2023年上半期に足を運んだ展覧会のまとめ。

「雲をつかむ : 原美術館/原六郎コレクション」

@原美術館ARC

展覧会タイトルである「雲をつかむ」というのが、文字通り気象に関するものではなく、慣用句の方だという時点でまず面白い。私は現代美術を通ってこなかったので、ひとつひとつキャプションボードを見ながら鑑賞。どの作品も、純粋に色使いやフォルムに魅力を感じたあと、さらに作者の意図や解説(という言葉は好きではないけど)を見たときに2度目の衝撃がある。



「クリスチャン・ディオール 夢のクチュリエ」

@東京都現代美術館

一番好きなドレス。ゴールド×ライトブルーの組み合わせのものにはいつも目を奪われている気がする。
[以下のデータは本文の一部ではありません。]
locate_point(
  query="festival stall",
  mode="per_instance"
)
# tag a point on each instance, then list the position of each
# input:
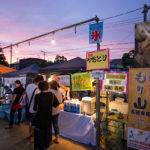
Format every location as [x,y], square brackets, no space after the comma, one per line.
[3,70]
[25,75]
[77,115]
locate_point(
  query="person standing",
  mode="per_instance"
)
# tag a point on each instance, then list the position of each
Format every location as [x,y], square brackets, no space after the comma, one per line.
[54,88]
[43,120]
[18,91]
[8,94]
[31,91]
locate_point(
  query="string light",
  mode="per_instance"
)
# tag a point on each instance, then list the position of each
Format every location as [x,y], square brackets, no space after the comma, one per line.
[16,51]
[53,41]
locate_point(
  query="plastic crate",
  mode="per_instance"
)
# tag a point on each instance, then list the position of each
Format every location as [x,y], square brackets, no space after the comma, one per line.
[23,118]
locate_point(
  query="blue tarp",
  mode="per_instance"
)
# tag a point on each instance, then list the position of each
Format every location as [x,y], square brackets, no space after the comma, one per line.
[33,69]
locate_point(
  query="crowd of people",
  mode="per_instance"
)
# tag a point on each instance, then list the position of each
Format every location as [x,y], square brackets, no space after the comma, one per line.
[42,101]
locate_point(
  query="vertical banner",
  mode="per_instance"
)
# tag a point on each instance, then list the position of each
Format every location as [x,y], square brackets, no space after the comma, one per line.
[64,80]
[139,109]
[97,60]
[81,81]
[95,33]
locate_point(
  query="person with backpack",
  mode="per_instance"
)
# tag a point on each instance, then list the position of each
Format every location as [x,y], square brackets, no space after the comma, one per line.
[44,101]
[54,88]
[31,91]
[14,106]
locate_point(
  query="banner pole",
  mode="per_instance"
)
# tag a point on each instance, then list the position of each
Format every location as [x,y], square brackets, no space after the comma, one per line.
[98,132]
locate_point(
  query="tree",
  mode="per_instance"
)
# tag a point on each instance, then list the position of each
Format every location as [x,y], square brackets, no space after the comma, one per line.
[59,59]
[128,59]
[3,60]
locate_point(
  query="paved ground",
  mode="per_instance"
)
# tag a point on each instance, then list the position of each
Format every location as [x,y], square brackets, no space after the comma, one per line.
[15,139]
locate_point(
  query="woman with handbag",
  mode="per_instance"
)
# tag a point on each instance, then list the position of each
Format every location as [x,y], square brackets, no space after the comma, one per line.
[15,106]
[44,101]
[54,88]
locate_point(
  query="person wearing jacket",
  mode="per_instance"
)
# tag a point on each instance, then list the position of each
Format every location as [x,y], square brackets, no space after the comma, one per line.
[54,88]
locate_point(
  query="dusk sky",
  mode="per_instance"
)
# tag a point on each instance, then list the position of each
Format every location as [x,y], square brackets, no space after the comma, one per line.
[23,19]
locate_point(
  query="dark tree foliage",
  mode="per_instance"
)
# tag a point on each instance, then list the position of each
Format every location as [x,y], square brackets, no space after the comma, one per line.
[3,60]
[59,59]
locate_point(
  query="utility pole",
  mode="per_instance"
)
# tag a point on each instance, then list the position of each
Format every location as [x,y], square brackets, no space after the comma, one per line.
[145,11]
[44,54]
[10,55]
[98,130]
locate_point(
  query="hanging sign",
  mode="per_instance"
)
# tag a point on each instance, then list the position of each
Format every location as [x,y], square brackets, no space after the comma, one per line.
[95,33]
[97,60]
[98,74]
[64,80]
[81,81]
[139,109]
[115,82]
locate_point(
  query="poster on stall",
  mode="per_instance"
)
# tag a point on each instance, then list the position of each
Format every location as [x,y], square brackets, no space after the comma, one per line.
[139,109]
[97,60]
[64,80]
[11,81]
[115,82]
[81,81]
[95,33]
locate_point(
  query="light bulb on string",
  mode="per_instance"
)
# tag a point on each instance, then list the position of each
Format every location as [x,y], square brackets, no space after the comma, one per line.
[53,41]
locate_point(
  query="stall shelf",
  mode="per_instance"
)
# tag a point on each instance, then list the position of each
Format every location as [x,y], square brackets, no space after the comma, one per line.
[77,127]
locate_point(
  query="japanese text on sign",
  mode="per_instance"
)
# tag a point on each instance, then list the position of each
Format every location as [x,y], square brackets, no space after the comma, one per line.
[97,60]
[115,81]
[95,33]
[81,81]
[98,74]
[64,80]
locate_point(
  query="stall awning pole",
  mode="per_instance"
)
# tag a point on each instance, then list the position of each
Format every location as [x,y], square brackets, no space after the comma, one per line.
[98,131]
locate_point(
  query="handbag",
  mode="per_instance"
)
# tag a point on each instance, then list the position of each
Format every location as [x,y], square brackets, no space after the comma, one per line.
[35,120]
[24,99]
[28,114]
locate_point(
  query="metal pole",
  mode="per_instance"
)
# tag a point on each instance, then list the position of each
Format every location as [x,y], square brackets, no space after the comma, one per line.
[145,11]
[98,132]
[10,55]
[54,31]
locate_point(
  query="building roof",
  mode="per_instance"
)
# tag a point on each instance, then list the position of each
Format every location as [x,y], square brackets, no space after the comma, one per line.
[30,69]
[73,65]
[4,69]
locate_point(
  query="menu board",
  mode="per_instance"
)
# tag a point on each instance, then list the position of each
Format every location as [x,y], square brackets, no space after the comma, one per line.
[139,109]
[81,81]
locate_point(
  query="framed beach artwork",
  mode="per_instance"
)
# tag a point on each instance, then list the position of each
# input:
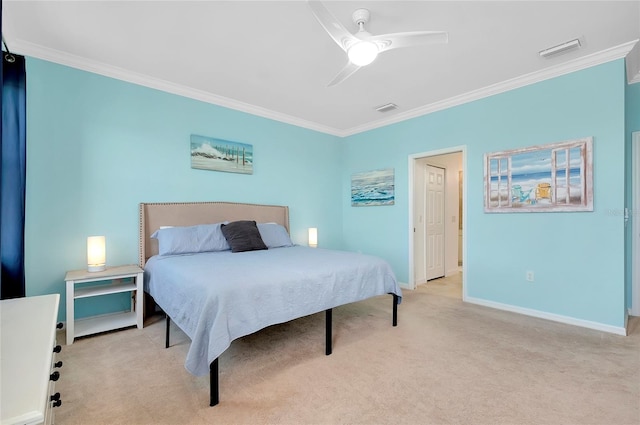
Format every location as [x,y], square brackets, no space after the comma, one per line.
[552,177]
[373,188]
[221,155]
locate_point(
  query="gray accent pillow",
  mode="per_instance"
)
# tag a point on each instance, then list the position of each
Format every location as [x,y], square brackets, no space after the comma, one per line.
[243,236]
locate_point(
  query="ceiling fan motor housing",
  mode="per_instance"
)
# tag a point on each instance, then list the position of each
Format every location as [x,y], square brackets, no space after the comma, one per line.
[361,16]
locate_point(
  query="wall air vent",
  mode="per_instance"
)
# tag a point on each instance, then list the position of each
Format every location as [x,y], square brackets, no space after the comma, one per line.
[387,107]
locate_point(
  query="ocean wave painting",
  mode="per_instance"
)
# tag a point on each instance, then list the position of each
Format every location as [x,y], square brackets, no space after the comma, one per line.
[373,188]
[221,155]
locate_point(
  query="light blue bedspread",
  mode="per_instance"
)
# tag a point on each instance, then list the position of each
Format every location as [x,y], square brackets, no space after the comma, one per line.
[216,297]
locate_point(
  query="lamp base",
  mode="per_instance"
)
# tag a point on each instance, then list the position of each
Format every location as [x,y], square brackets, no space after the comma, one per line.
[96,267]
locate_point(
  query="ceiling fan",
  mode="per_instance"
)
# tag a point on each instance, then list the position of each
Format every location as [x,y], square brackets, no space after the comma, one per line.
[362,47]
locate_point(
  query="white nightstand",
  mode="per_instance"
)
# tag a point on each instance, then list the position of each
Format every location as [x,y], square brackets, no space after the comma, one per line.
[107,322]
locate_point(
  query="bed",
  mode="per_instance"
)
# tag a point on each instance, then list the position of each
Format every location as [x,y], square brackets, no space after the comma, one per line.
[216,291]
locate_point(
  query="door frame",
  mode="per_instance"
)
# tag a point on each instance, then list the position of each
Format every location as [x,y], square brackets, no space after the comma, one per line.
[411,175]
[444,219]
[635,224]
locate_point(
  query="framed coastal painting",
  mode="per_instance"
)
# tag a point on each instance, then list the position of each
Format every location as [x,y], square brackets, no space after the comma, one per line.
[373,188]
[208,153]
[552,177]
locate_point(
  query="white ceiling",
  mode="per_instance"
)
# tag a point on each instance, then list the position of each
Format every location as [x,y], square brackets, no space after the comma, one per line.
[273,59]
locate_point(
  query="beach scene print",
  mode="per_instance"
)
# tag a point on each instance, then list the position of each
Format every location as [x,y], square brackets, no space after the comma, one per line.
[552,177]
[372,188]
[221,155]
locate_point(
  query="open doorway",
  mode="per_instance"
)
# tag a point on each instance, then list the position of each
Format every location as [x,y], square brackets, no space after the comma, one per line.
[437,197]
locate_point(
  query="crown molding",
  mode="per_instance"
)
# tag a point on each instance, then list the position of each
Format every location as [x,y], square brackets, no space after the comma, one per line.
[604,56]
[56,56]
[40,52]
ここ数年で最も広く話題になった気がする。煌びやかなディオールの作品が所狭しと(天井にも!)並んでいて、子供の頃に憧れた「ハンナ・モンタナ」に出てくるウォークインクローゼットに入ったかのような夢体験。展示室ごとに内装をガラッと変えていて、作品と展示室が見事に調和している。ジョン・ガリアーノがクリエイティブディレクターだったとき、あまりの奇抜さで批判する人が多かったらしいが、それに対して「センスがないより、センスが悪い方がまだマシだ」と反論したエピソードが好きすぎる。



「京都・智積院の名宝 抒情と荘厳」

@サントリー美術館

楓図のフォトスポット(!?)

日本美術で一番好きな作品は長谷川等伯の《楓図》。そもそもバロック美術の華やかさが好きな私なので、日本美術であってもやっぱり豪奢な金屏風が好き。数年前の京都旅行でも《楓図》目当てに智積院へ行った。ここまで金ピカなのに、静謐にも思える上品な佇まいと、どっしり構える大木と川の安定感が、素晴らしいバランスで同居している。ちなみにこの展覧会では他にも《金剛教》が展示されていて、こちらを目当てに来てる人も多かったようだった。私は資料系をすっ飛ばすタイプなので、こういう楽しみ方できる大人になりたいと思った。



「赤瀬川原平写真展 日常に散らばった芸術の微粒子」

@Scai the Bathhouse

赤瀬川原平の未公開写真を、現代アーティストたちがそれぞれピックアップした写真展。鈴木康広のコメントつき作品が特に面白い。視点を変えて日常を見つめることで、いつも歩いていた道も新鮮に変容する。こういう風に世界を見れたらいいなという、鑑賞対象の域を超えて自分の生き方の道標になるほどに感銘を受けた展示だった。



「YUMING MUSEUM」

@東京シティビュー

コロナ禍でのコンサート「深海の街」のセットは特に好き。

デビュー50周年のユーミン。デビュー前から現在に至るまで、いかにしてクリエイションが生まれていったのか、計り知れない天才の脳内をほんのわずかでも覗き見ることができる展示。ここで知った「Happy Birthday to You ヴィーナスの誕生」という曲がお気に入りになった◎



「ブルターニュの光と影」

@SOMPO美術館

エマニュエル・ランシエ《干潮のドゥアルヌネ湾》

ブルターニュを巡って印象派からクロワゾニスム、キュビズムまで繋がっていく。モネやゴッホがとりわけ有名な印象派だけど、まだ知らない画家がいっぱいいてその奥深さを知る。多くの画家たちを創作へと駆り立てたブルターニュの真の美しさを、私も一度は見てみたい。



「KAMO HEAD 加茂克也展」

@表参道ヒルズ スペース オー

アンリアレイジのヘッドピース

髪飾りや帽子は「被る」や「つける」ものだと思っていたけど、加茂克也の作品は「着る」だし、それらさえ超越して「身体そのもの」だった。ミラー、ジュエリー、動物の羽といった、人間の身体からは自然に生まれないものを、生命力の象徴である髪の毛と絡めあわせてしまう大胆さ。ほかにも身近にあるガラクタを集めて再構築したような小品がいくつかあり、ヤン・シュヴァンクマイエル風のそれは無邪気で残酷だった。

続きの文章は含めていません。